I think he's half asian.


----------



## GNG (Aug 17, 2002)

> Originally posted by <b>KIMCHI</b>!
> whos tyrone lue ??
> the last name "LUE" is a chinese lastname, is the person chinese ?? or maybe have partial chinese background
> who is he ?? is he a good player ??


He plays basketball, so he's stupid anyways. 

Right...?


----------



## Duece Duece (Mar 28, 2003)

How in the Hell can Lue be overated when he hasn't been rated at all. Lue is having a career year So far averaging 14ppg. So it's not like he sucks.


----------



## JGKoblenz (Jul 19, 2002)

Phil Jackson knew how to use Lue qualities. He can be usefull if used the right way, but he won't be an answer to a team, he isn't a leader, just a role player.


----------



## MJG (Jun 29, 2003)

Lue is a solid player, but not as the starting PG on a good team. He's a nice backup PG and a good role player, but that's it.


----------



## Luedacris (Oct 12, 2003)

Tyronn Lue IS a very good player. But he never wanted or should be a leader. The Lakers had Kobe and Shaq, the Wizards Jordan and the Magic have McGrady and Howard. He plays exactly that what the Magic expected him to play. He is not a 20ppg an 7apg player but nobody expected him to be that. In the future he can perhaps develop into somebody like that and that is what the Magic hope. Now he is only a talented, young point guard and is surely not overrated.


----------



## OZZY (Jun 14, 2002)

> How in the Hell can Lue be overated when he hasn't been rated at all. Lue is having a career year So far averaging 14ppg. So it's not like he sucks.

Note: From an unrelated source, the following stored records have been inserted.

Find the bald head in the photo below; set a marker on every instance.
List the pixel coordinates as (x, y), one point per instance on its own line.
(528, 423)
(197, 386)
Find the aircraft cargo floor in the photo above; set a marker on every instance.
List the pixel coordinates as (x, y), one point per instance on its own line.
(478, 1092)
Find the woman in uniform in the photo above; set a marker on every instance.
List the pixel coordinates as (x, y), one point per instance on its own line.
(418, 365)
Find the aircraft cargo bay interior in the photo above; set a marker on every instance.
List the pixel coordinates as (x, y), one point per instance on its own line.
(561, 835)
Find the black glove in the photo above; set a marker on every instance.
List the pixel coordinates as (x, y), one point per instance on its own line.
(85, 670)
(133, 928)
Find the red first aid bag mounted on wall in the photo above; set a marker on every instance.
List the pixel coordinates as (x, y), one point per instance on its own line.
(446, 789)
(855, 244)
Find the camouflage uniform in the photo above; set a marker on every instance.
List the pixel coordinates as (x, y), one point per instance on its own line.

> Lue is a solid player, but not as the starting PG on a good team. He's a nice backup PG and a good role player, but that's it.


 Exactly, Washington thought he could be a starter, Orlando also thought he could be a starting PG and the fact is he is not a good starting PG to have. Sure he puts up stats but the only stat that counts in the W/L stat. Orlando and Washington made the mistake of thinking he can lead a basketball team. I say he is overrated because even with the preception he can lead he obviously can't. Proof of that being Orlando's present record. So when will NBA teams realize having Tyronn Lue your starting PG is a bad thing?


----------



## Sean (Jun 7, 2002)

> Originally posted by <b>KIMCHI</b>!
> whos tyrone lue ??
> the last name "LUE" is a chinese lastname, is the person chinese ?? or maybe have partial chinese background
> who is he ?? is he a good player ??


http://www.orlandosentinel.com/spor...20714.htmlstory?coll=orl-sports-utility-magic


----------



## Lope31 (Jun 11, 2002)

Tyronn Lue Overrated? I'll take that.

For what he has accomplished he should be no more hyped then say Emanual Davis.


----------